For sci-RNA-seq on whole cells, 5M cells were fixed in 5 mL ice-cold 100% methanol at −20 °C for 10 min, washed twice with 1 ml ice-cold 1X PBS containing 1% Diethyl pyrocarbonate (0.1% for C. elegans cells) (DEPC; Sigma-Aldrich), washed three times with 1 mL ice-cold PBS containing 1% SUPERase In RNase Inhibitor (20 U/μL, Ambion) and 1% BSA (20 mg/ml, NEB). Cells were resuspended in wash buffer at a final concentration of 5000 cells/ul. For all washes, cells were pelleted through centrifugation at 300xg for 3 min, at 4°C.
For sci-RNA-seq on nuclei, 5M cells were combined and lysed using 1 mL ice-cold lysis buffer (10 mM Tris-HCl, pH 7.4, 10 mM NaCl, 3 mM MgCl2 and 0.1% IGEPAL CA-630 from (37)), modified to also include 1% SUPERase In and 1% BSA). The isolated nuclei were then pelleted, washed twice with 1 mL ice-cold 1X PBS containing 1% DEPC, twice with 500 μL cold lysis buffer, once with 500 μL cold lysis buffer without IGEPAL CA-630, and then resuspended in lysis buffer without IGEPAL CA-630 at a final concentration of 5000 nuclei/μL. For all washes, nuclei were pelleted through centrifugation at 300xg for 3 min. at 4°C).

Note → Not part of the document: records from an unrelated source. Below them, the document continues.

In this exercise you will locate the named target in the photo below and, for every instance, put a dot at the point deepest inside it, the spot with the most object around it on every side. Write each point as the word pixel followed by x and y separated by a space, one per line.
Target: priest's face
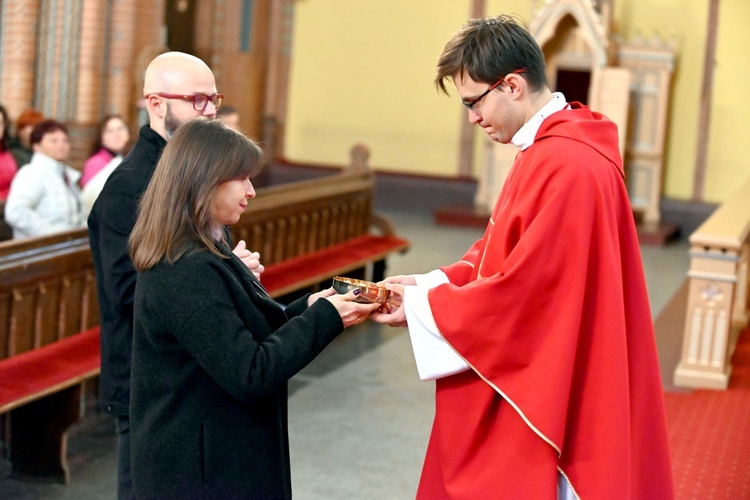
pixel 494 109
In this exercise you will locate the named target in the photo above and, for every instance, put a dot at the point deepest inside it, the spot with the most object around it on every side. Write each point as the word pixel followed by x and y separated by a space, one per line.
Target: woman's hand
pixel 250 259
pixel 351 313
pixel 407 280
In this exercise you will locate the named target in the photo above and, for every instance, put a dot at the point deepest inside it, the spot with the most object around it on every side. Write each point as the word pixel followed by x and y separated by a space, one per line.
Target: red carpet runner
pixel 709 435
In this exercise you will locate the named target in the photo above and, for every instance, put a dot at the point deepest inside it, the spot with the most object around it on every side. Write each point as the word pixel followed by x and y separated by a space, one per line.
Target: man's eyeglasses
pixel 200 101
pixel 470 104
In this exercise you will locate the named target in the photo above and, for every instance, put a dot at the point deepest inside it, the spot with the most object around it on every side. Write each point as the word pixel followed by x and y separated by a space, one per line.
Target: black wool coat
pixel 212 354
pixel 111 220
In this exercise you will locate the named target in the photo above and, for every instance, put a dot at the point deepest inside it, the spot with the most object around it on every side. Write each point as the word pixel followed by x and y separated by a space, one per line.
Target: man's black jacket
pixel 111 220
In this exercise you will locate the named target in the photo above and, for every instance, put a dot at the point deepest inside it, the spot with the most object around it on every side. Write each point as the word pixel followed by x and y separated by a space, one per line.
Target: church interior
pixel 343 91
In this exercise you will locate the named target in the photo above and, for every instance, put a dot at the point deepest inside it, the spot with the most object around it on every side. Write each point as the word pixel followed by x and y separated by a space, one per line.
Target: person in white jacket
pixel 44 196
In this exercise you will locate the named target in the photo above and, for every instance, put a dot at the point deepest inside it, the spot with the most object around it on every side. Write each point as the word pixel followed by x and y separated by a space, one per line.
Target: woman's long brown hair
pixel 175 211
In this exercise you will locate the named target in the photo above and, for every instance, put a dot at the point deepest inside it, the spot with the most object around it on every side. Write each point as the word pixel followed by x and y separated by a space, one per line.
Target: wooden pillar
pixel 281 21
pixel 120 56
pixel 704 120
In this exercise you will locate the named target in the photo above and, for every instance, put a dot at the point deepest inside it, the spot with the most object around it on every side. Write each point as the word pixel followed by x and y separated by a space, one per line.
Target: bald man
pixel 177 88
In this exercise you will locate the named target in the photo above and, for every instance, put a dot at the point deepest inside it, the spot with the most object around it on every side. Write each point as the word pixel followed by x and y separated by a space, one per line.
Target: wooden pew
pixel 718 305
pixel 310 231
pixel 307 232
pixel 47 296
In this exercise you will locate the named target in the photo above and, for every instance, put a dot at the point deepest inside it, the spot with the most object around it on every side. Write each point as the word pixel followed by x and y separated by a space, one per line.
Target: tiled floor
pixel 359 416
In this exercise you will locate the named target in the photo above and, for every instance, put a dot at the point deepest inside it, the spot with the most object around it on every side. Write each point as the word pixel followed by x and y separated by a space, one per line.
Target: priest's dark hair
pixel 488 49
pixel 175 211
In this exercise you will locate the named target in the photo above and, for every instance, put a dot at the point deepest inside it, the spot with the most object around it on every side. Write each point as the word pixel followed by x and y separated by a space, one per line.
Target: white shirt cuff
pixel 434 356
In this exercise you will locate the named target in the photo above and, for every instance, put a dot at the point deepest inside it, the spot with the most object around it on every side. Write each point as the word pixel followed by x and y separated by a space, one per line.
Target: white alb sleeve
pixel 434 356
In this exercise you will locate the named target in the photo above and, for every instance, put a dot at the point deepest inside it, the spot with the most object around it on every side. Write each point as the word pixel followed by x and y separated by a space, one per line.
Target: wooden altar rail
pixel 306 232
pixel 718 307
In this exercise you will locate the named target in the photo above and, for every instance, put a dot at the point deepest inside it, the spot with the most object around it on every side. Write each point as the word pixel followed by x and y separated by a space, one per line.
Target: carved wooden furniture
pixel 306 231
pixel 718 307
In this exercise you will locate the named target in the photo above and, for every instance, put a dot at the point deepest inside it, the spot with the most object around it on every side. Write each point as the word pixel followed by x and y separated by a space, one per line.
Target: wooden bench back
pixel 48 285
pixel 47 293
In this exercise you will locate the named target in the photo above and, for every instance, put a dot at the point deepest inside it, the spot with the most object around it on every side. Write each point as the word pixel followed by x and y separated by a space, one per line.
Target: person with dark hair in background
pixel 540 338
pixel 229 116
pixel 44 196
pixel 212 352
pixel 178 87
pixel 8 166
pixel 20 147
pixel 108 152
pixel 112 135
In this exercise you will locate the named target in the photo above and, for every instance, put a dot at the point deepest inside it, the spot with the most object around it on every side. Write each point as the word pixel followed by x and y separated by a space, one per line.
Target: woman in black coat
pixel 212 353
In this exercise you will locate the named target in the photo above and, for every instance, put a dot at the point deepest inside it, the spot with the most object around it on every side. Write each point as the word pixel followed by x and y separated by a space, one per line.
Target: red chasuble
pixel 550 310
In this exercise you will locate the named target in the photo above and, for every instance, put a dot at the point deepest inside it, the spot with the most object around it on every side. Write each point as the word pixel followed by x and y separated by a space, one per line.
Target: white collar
pixel 526 134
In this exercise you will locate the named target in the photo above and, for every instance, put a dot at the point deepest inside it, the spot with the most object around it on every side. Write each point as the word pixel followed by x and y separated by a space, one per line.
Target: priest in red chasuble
pixel 540 339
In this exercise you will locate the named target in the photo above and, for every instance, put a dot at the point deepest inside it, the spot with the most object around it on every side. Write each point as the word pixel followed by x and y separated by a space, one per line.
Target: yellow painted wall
pixel 363 72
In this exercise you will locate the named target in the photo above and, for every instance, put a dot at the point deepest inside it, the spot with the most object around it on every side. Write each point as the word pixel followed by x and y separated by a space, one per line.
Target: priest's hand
pixel 351 312
pixel 392 313
pixel 250 259
pixel 401 279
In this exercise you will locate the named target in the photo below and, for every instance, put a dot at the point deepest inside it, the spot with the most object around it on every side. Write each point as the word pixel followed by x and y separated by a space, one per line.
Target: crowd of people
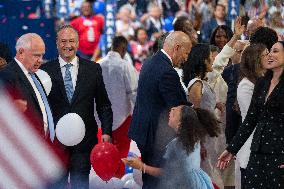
pixel 202 102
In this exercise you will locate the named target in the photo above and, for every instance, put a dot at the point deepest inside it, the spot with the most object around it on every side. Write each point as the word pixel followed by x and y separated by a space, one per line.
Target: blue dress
pixel 182 170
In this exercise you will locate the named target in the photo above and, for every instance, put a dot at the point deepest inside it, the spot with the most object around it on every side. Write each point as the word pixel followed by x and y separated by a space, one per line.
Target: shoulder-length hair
pixel 228 31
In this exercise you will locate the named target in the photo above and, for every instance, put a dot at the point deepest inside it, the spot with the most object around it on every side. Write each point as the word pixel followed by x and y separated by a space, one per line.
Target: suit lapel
pixel 80 80
pixel 59 79
pixel 24 80
pixel 161 54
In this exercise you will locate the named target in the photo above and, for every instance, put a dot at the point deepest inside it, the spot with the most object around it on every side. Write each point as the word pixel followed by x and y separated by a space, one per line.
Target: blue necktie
pixel 46 105
pixel 68 82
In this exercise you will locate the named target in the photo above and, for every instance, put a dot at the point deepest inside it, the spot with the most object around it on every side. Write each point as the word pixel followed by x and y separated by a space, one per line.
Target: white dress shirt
pixel 38 96
pixel 244 95
pixel 73 69
pixel 121 81
pixel 163 51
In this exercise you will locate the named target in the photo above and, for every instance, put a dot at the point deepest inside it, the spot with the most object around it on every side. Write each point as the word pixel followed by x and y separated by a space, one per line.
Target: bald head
pixel 177 45
pixel 30 50
pixel 25 41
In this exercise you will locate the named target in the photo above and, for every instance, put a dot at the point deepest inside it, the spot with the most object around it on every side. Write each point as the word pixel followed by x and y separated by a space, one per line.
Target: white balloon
pixel 127 177
pixel 131 184
pixel 70 129
pixel 45 80
pixel 137 177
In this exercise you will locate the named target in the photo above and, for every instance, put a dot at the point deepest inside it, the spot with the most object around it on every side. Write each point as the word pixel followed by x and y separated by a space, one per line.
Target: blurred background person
pixel 90 28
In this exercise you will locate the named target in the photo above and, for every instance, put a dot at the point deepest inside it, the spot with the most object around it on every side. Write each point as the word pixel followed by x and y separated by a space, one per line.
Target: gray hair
pixel 25 41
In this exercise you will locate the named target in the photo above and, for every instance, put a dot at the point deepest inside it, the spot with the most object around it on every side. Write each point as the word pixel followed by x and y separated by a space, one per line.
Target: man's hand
pixel 106 138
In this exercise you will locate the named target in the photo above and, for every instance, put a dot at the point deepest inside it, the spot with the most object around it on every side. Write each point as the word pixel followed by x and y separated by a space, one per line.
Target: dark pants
pixel 263 171
pixel 243 173
pixel 152 158
pixel 80 167
pixel 79 170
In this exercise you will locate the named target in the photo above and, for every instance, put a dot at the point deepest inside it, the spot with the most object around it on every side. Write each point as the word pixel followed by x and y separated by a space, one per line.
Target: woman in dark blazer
pixel 266 115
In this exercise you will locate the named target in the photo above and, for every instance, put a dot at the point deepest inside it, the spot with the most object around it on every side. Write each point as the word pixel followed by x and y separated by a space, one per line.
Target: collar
pixel 163 51
pixel 62 62
pixel 26 72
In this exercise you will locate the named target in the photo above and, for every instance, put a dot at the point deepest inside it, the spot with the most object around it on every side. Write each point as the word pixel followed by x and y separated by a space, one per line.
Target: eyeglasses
pixel 239 51
pixel 265 54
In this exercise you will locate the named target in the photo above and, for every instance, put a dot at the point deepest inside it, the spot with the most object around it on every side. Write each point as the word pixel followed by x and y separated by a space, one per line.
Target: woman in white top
pixel 251 69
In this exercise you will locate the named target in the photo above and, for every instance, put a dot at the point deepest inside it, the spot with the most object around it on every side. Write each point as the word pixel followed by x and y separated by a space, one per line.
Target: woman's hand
pixel 221 106
pixel 224 159
pixel 239 28
pixel 134 162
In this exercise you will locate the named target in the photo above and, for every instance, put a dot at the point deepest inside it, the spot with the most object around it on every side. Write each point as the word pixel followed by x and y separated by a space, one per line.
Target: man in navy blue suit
pixel 159 89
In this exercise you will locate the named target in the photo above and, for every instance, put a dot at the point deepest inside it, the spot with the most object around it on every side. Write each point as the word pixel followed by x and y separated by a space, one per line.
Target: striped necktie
pixel 68 82
pixel 46 105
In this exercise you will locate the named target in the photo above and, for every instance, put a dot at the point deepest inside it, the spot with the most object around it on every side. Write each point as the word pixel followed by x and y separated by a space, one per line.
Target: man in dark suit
pixel 159 89
pixel 19 79
pixel 76 84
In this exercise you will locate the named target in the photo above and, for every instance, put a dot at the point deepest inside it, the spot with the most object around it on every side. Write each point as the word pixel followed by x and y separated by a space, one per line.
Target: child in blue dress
pixel 182 158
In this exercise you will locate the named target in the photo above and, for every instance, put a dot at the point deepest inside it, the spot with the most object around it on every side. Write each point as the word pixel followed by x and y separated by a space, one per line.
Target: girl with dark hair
pixel 265 114
pixel 221 36
pixel 182 157
pixel 201 95
pixel 198 64
pixel 251 68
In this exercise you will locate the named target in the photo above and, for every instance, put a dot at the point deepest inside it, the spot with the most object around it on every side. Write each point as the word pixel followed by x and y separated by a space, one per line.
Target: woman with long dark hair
pixel 266 116
pixel 251 68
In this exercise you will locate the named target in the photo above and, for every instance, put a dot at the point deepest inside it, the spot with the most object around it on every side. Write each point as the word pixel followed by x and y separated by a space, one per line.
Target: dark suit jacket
pixel 159 89
pixel 19 87
pixel 89 87
pixel 233 118
pixel 267 118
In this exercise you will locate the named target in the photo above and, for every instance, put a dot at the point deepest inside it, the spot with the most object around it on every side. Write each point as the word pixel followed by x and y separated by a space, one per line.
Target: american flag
pixel 26 160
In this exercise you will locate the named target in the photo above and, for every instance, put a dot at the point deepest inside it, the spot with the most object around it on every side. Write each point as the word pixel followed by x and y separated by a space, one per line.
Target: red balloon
pixel 105 159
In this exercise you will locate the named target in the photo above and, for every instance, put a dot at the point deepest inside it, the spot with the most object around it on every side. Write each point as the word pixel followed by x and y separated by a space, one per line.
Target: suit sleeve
pixel 103 104
pixel 247 126
pixel 171 89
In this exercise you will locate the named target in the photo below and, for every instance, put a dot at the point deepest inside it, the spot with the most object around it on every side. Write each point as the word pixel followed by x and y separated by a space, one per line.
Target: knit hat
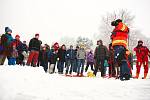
pixel 17 36
pixel 37 34
pixel 140 41
pixel 7 29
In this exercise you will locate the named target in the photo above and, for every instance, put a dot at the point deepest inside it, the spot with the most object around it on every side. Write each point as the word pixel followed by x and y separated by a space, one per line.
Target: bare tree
pixel 85 42
pixel 128 19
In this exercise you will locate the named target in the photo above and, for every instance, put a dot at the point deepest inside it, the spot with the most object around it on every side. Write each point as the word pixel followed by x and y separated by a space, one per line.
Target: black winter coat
pixel 43 57
pixel 34 44
pixel 101 53
pixel 61 54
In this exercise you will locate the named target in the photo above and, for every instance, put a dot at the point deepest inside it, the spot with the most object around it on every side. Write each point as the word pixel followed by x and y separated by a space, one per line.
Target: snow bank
pixel 28 83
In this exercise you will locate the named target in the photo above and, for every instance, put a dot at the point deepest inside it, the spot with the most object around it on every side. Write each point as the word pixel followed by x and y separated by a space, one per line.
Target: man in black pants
pixel 100 55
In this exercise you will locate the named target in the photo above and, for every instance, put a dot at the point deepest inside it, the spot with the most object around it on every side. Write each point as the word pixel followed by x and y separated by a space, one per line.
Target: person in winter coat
pixel 43 55
pixel 90 60
pixel 13 56
pixel 81 56
pixel 119 42
pixel 1 52
pixel 18 44
pixel 34 48
pixel 112 68
pixel 61 61
pixel 6 39
pixel 70 60
pixel 100 55
pixel 56 47
pixel 24 52
pixel 52 58
pixel 142 53
pixel 76 61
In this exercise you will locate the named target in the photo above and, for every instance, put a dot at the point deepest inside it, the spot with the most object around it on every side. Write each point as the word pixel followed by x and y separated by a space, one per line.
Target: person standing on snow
pixel 70 60
pixel 34 48
pixel 81 56
pixel 6 39
pixel 61 61
pixel 52 59
pixel 142 53
pixel 43 58
pixel 112 68
pixel 100 55
pixel 24 52
pixel 119 42
pixel 90 60
pixel 18 44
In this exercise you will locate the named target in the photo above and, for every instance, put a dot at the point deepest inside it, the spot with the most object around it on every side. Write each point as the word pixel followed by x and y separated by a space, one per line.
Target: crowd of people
pixel 73 59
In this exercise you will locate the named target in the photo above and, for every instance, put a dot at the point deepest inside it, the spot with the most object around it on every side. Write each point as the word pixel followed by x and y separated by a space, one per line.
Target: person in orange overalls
pixel 142 53
pixel 119 43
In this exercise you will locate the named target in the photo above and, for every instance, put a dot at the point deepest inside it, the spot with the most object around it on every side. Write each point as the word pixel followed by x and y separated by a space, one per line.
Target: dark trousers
pixel 80 67
pixel 112 70
pixel 33 56
pixel 100 65
pixel 120 53
pixel 69 65
pixel 60 67
pixel 44 65
pixel 89 64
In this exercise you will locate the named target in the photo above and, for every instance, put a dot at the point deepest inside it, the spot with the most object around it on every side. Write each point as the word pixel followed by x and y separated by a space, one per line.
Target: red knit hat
pixel 17 36
pixel 37 34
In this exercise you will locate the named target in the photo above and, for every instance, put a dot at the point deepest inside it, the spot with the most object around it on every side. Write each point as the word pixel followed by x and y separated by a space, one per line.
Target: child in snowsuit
pixel 81 56
pixel 142 53
pixel 90 60
pixel 43 58
pixel 6 39
pixel 61 61
pixel 13 56
pixel 70 60
pixel 52 58
pixel 112 68
pixel 119 42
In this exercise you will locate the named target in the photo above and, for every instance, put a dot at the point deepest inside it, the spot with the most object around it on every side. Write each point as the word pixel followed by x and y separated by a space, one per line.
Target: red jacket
pixel 142 53
pixel 120 35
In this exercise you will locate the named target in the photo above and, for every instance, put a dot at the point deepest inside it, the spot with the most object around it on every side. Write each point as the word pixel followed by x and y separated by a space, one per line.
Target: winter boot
pixel 145 75
pixel 137 76
pixel 81 75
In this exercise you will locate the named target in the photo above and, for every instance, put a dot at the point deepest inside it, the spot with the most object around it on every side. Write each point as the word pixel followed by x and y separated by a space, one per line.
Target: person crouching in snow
pixel 13 56
pixel 90 60
pixel 142 53
pixel 81 56
pixel 119 42
pixel 43 58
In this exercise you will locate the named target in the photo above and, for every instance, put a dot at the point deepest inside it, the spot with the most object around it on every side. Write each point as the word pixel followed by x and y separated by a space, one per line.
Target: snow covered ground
pixel 28 83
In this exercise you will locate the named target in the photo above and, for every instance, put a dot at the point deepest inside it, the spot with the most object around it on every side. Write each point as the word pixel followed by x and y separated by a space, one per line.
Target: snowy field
pixel 28 83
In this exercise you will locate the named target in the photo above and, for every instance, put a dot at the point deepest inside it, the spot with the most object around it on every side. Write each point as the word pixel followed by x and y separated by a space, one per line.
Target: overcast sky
pixel 56 18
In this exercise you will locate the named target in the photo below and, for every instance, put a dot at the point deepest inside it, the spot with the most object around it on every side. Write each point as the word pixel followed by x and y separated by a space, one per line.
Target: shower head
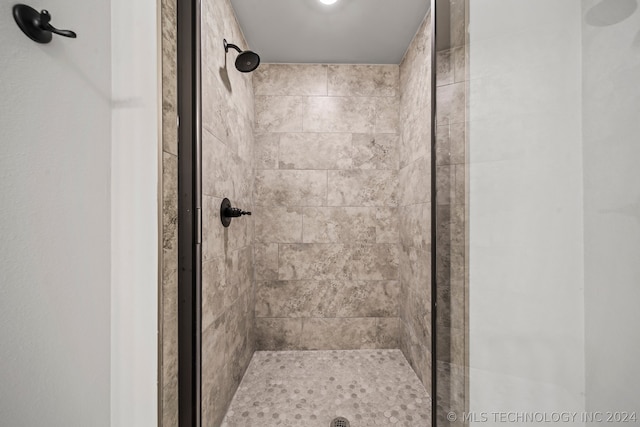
pixel 247 61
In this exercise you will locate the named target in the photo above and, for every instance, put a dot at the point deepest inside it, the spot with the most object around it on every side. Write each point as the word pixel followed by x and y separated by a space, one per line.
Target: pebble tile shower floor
pixel 311 388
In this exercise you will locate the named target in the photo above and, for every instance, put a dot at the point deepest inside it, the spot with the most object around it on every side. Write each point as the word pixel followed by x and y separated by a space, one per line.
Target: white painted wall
pixel 526 230
pixel 611 129
pixel 134 212
pixel 55 220
pixel 78 219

For cell-mixing experiments, trypsinized cells were counted and the appropriate number of cells from each cell line were combined prior to fixation or lysis. Fixed cells or nuclei were then distributed into 96- or 384-well plates (see Table S1). For each well, 1,000-10,000 cells or nuclei (2 μL) were mixed with 1 μl of 25 μM anchored oligo-dT primer (5′-ACGACGCTCTTCCGATCTNNNNNNNN[10bp index]TTTTTTTTTTTTTTTTTTTTTTTTTTTTTTVN −3′, where “N” is any base and “V” is either “A”, “C” or “G”; IDT) and 0.25 μL 10 mM dNTP mix (Thermo), denatured at 55°C for 5 min and immediately placed on ice. 1.75 μL of first-strand reaction mix, containing 1 μL 5X Superscript IV First-Strand Buffer (Invitrogen), 0.25 μl 100 mM DTT (Invitrogen), 0.25 μl SuperScript IV reverse transcriptase (200 U/μl, Invitrogen), 0.25 μL RNaseOUT Recombinant Ribonuclease Inhibitor (Invitrogen), was then added to each well. Reverse transcription was carried out by incubating plates at 55°C for 10 min, and was stopped by adding 5 μl 2X stop solution (40 mM EDTA, 1 mM spermidine) to each well. All cells (or nuclei) were then pooled, stained with 4',6-diamidino-2-phenylindole (DAPI, Invitrogen) at a final concentration of 3 μM, and sorted at varying numbers of cells/nuclei per well (depending on experiment; see Table S1) into 5 uL buffer EB using a FACSAria III cell sorter (BD). 0.5 μl mRNA Second Strand Synthesis buffer (NEB) and 0.25 μl mRNA Second Strand Synthesis enzyme (NEB) were then added to each well, and second strand synthesis was carried out at 16°C for 150 min. The reaction was then terminated by incubation at 75°C for 20 min.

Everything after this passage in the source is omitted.